Incremental improvements to life on Earth are one thing, but with climate change and the threat of future pandemics facing the planet, saving both it and our species are much more complicated. But two men with about a quarter trillion dollars in net worth between them have audacious plans to leverage space and their wealth to take them on.
Musk and SpaceX are planning to travel far beyond the ISS, aiming to build a city on Mars and make humans a "multiplanetary" species, just in case some catastrophe should befall our home planet. This grandiose vision invites the quick retort that we ought to be solving climate change and the other big problems facing Earth before we go messing up another planet. But the process of making Mars habitable will almost certainly yield insights and innovations that will help make Earth more sustainable.
"Very little that pertains to living on Mars in the early years will involve off-the-shelf equipment and supplies from Earth," wrote Stephen Petranek in his 2015 book How We'll Live on Mars.
Petranek imagines that new systems may be needed to extract the water and oxygen for supporting human life in the Martian environment. One such experiment is on its way to the red planet aboard the Perseverance rover. The instrument known as Moxie, for Mars Oxygen In-Situ Resources Utilization Experiment, aims to pull oxygen from atmospheric carbon dioxide. It's easy to imagine how insights gleaned from this effort might be put into use on other worlds where there's an excess of CO2, like say… Earth.
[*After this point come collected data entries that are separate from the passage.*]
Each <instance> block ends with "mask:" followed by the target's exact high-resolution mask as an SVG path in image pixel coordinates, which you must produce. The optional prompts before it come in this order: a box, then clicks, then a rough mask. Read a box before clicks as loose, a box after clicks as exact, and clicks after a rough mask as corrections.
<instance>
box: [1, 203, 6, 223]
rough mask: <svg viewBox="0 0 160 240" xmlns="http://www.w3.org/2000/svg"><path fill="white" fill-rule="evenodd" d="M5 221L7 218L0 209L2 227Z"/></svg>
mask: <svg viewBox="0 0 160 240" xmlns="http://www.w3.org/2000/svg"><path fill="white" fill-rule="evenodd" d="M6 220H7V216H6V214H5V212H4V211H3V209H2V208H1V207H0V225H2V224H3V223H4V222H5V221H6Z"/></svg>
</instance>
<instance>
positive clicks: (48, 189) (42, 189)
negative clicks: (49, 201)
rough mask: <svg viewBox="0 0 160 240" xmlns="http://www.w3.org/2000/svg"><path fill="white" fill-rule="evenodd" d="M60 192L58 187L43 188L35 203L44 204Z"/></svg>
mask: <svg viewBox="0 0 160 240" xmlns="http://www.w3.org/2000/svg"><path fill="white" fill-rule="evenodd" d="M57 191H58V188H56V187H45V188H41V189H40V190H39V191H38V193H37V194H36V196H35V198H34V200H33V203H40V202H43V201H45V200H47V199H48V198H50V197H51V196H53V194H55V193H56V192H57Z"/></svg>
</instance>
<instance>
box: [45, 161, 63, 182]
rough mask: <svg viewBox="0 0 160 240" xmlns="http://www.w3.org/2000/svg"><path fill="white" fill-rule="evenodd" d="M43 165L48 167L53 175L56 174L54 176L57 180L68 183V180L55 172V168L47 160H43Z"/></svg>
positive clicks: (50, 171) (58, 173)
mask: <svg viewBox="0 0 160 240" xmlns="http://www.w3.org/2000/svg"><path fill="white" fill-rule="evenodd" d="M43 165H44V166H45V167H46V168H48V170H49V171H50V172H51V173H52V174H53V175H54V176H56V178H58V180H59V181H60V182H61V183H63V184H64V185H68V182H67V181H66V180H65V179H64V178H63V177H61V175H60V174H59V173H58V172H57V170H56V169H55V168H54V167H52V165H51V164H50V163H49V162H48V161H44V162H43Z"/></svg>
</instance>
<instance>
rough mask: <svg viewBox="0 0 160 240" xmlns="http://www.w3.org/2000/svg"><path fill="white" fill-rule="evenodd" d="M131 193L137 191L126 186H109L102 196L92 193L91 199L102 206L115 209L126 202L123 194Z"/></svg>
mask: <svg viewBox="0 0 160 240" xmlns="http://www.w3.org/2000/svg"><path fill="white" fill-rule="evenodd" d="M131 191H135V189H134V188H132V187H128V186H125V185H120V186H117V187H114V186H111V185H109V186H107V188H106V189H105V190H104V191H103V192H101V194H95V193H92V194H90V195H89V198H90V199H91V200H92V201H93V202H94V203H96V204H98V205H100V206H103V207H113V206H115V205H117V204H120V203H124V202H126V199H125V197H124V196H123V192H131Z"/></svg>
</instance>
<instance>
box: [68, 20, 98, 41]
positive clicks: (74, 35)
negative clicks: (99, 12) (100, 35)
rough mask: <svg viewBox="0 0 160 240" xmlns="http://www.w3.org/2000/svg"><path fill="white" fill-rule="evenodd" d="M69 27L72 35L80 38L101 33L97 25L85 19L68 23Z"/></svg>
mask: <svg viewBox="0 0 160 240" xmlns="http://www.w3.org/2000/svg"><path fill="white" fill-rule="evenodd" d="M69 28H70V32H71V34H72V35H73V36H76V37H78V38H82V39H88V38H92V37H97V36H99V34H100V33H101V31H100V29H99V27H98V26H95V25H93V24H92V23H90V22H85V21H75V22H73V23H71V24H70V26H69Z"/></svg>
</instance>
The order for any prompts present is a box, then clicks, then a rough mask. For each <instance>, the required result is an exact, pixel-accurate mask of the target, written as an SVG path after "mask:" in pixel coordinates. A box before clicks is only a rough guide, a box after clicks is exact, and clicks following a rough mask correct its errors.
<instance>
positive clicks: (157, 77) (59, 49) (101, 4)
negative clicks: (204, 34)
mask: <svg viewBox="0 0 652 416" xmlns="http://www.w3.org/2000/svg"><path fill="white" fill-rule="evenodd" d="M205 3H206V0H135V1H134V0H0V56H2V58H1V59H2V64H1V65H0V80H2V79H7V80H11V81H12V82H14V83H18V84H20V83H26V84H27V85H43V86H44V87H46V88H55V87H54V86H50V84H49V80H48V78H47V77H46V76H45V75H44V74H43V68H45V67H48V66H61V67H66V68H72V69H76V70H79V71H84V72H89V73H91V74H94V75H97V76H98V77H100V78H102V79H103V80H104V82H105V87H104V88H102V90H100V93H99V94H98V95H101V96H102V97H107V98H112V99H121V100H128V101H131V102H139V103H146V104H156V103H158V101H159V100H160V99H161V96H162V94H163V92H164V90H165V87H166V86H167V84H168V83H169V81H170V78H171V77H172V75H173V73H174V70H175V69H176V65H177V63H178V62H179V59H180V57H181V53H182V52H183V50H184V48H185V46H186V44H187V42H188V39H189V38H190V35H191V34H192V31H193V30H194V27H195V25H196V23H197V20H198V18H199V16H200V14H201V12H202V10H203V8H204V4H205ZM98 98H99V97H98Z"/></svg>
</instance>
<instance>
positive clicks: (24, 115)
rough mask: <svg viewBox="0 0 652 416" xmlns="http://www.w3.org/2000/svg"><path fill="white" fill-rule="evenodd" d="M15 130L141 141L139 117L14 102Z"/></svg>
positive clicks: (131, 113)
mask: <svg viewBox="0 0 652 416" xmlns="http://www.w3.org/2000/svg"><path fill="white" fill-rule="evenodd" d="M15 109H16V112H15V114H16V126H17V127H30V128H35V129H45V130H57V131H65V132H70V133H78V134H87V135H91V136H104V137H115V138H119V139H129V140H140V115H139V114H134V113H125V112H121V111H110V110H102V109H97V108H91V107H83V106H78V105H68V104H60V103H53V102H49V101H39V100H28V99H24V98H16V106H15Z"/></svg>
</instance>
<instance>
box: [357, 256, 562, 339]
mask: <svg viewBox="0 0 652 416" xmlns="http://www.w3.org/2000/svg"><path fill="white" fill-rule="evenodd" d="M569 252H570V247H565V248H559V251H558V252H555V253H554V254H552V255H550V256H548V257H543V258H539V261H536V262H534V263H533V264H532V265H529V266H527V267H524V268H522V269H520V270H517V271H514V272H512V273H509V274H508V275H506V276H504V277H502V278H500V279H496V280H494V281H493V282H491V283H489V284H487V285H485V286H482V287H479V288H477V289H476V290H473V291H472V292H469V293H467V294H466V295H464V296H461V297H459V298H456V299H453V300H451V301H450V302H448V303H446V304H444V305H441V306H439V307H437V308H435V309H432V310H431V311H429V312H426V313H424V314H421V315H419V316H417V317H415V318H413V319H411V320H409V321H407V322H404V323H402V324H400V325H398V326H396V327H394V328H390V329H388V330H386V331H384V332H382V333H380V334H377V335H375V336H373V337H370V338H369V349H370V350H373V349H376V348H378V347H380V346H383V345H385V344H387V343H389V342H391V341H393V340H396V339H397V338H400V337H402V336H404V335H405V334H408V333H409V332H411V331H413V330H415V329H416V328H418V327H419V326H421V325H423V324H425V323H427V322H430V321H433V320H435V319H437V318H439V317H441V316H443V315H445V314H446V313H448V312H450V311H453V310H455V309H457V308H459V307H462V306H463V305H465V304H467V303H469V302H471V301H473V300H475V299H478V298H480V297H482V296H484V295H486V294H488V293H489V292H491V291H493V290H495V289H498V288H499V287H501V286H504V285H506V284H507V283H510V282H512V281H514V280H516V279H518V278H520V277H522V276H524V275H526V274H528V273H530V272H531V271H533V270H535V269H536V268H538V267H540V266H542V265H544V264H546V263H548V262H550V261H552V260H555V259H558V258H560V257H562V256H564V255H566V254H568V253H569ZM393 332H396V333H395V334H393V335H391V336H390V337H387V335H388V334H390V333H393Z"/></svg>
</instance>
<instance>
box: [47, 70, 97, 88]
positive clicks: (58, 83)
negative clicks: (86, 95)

Amazon CEO and Blue Origin founder Jeff Bezos has his own vision for using space to save Earth. Rather than going all the way to Mars, the sometimes-richest-human-on-Earth wants to move as many polluting industries as possible into orbit, onto asteroids and to the surface of the moon. The goal is to preserve Earth for life and to put activities that can hinder it somewhere else.
Of course, billionaires can afford to think big, and both visions are still a long way off. But the launch of a brand new spacecraft like Musk's Crew Dragon is a step forward and a welcome dose of uplifting news in trying times. Keeping an eye on the prize of technological progress might just help end this pandemic a little sooner, and give us fancy new space-foam shoes to wear when we can start eating out again.